Образно говоря, можно представить себе открытую систему в виде сферы с бесчисленными «отверстиями», через которые можно наблюдать то, что у нее внутри. Или представим, что каждое из этих «отверстий» – это Сам Наблюдатель, ведь об «отверстии» можно думать как о позиции наблюдения, только если там есть Наблюдатель. Или можно также представить, что позиция наблюдения и Наблюдатель – это одно и то же. Затем давайте вообразим, что всякая точка внутри этой сферы может оказаться точкой наблюдения, превращаясь тем самым в место, откуда всю систему можно видеть снаружи, что лишило бы значения и смысла само противопоставление «снаружи – внутри». И наконец, давайте представим, что всякое живое существо (sattva) является таким потенциальным «отверстием» или «точкой наблюдения», а все бесчисленные Будды являются действительными «отверстиями», «точками наблюдения», которые одновременно принадлежат и не принадлежат к этой системе. И тогда, то есть если взглянуть на него с этой точки зрения открытой системы, буддизм окажется местом, где все категории меняют свой смысл не из-за «диалектики» буддийской методологии, а потому, что наблюдения и наблюдатели меняются местами и перемещаются от одной точки к другой.
20
В определенной степени «наблюдатель» противопоставляется здесь «творцу» христианства и иудаизма.

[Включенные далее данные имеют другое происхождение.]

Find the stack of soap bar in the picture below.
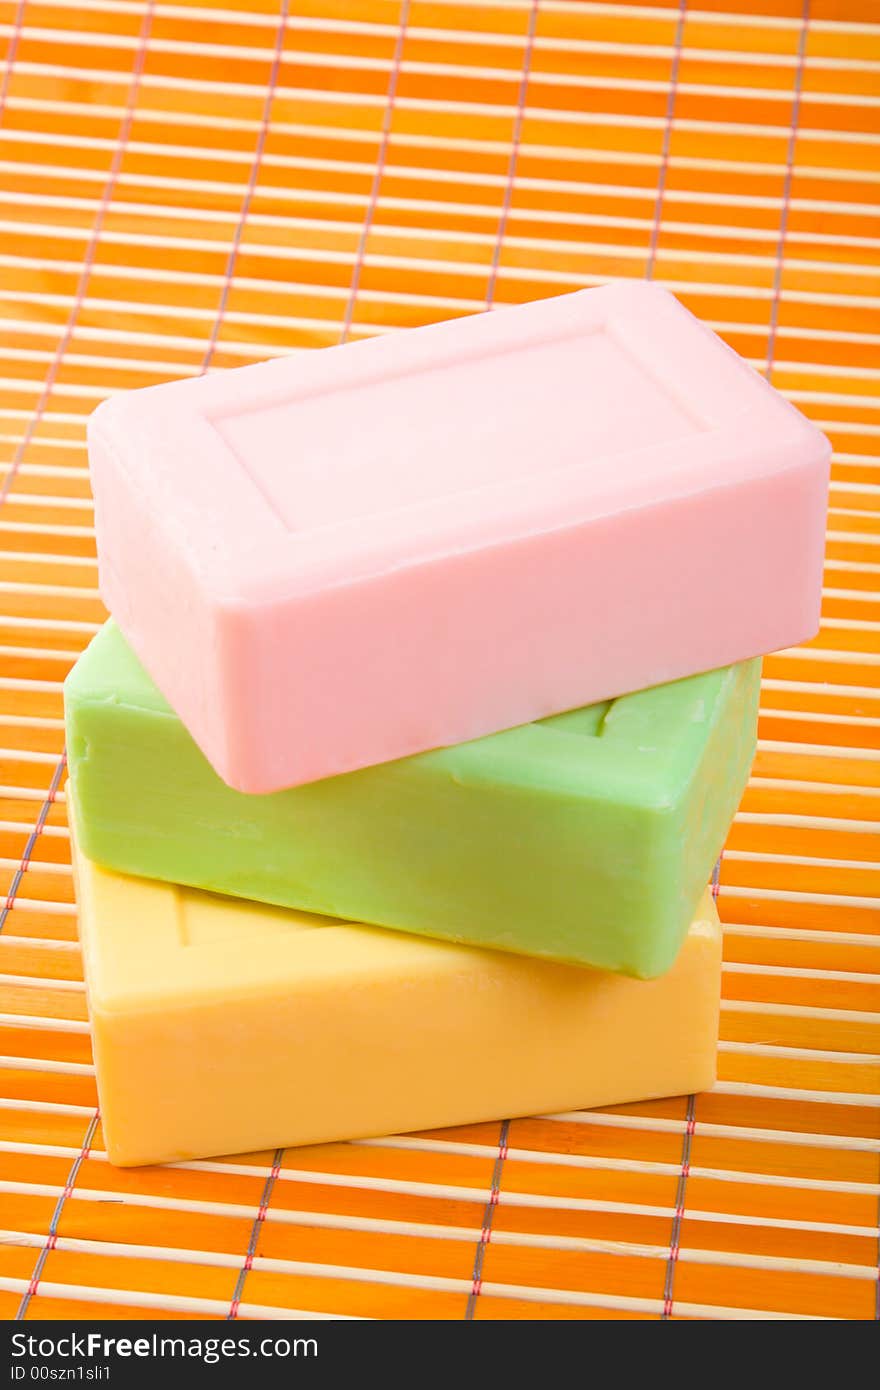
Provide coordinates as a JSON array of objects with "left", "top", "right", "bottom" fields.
[
  {"left": 71, "top": 812, "right": 722, "bottom": 1168},
  {"left": 70, "top": 280, "right": 831, "bottom": 1167},
  {"left": 88, "top": 280, "right": 829, "bottom": 793},
  {"left": 66, "top": 621, "right": 760, "bottom": 978}
]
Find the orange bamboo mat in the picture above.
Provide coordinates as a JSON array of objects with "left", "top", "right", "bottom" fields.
[{"left": 0, "top": 0, "right": 877, "bottom": 1323}]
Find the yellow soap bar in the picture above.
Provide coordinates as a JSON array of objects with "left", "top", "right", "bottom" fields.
[{"left": 73, "top": 829, "right": 722, "bottom": 1168}]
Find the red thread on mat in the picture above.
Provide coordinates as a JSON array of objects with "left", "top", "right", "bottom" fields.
[
  {"left": 16, "top": 1112, "right": 99, "bottom": 1319},
  {"left": 0, "top": 0, "right": 27, "bottom": 120},
  {"left": 484, "top": 0, "right": 538, "bottom": 311},
  {"left": 0, "top": 4, "right": 156, "bottom": 508},
  {"left": 256, "top": 1160, "right": 281, "bottom": 1225},
  {"left": 664, "top": 835, "right": 718, "bottom": 1318},
  {"left": 1, "top": 753, "right": 66, "bottom": 929},
  {"left": 465, "top": 1120, "right": 510, "bottom": 1318},
  {"left": 766, "top": 0, "right": 811, "bottom": 383},
  {"left": 646, "top": 0, "right": 687, "bottom": 282},
  {"left": 711, "top": 851, "right": 724, "bottom": 900},
  {"left": 339, "top": 0, "right": 411, "bottom": 345},
  {"left": 662, "top": 1094, "right": 696, "bottom": 1321},
  {"left": 200, "top": 1, "right": 291, "bottom": 374},
  {"left": 227, "top": 1150, "right": 285, "bottom": 1321}
]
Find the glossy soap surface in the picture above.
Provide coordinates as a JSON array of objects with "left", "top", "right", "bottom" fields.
[
  {"left": 72, "top": 822, "right": 723, "bottom": 1168},
  {"left": 66, "top": 621, "right": 760, "bottom": 977},
  {"left": 88, "top": 281, "right": 828, "bottom": 792}
]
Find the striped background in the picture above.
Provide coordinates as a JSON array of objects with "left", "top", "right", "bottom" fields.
[{"left": 0, "top": 0, "right": 878, "bottom": 1321}]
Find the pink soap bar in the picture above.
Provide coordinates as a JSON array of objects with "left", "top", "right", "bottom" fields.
[{"left": 89, "top": 282, "right": 829, "bottom": 793}]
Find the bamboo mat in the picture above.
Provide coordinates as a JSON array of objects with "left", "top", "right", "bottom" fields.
[{"left": 0, "top": 0, "right": 877, "bottom": 1323}]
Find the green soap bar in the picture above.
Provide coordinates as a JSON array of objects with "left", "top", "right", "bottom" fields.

1.8. Остается лишь догадываться, можно ли рассматривать проблему субъекта в буддизме вне обычной и привычной оппозиции «субъект – объект». Однако можно с полной уверенностью сказать, что такое суждение, как «личность (pudgala) является субъектом мышления», указывает на то, что его характер и контекст («ситуация») абсолютно объективны. И если перейти от «мышления» к «тексту» или, точнее, «тексту Будды», то мы видим, что Его «Я» (не Самость или атта) не может считаться субъектом этого текста. Потому что, как у Гуссерля, «Я» не подвешивается или отбрасывается, а остается здесь в качестве формального и полностью объективного условия бытия этого текста. Даже для Гуссерля законам сознания подчиняется не человек (или его ум), а само сознание. Ведь мы говорим «наше познание сознания» или «наше осознание действия», считая себя агентами, то есть субъектами феноменальной деятельности (как утверждалось в 1.2.1 о древних абхидхаммистах). А когда мы думаем о самом сознании, в нем не может быть никакого агента, а также не может быть никакого «субъекта чего-либо», кроме как в смысле «агента». Это относится не только к самому сознанию, но и ко всем его производным и интерпретациям.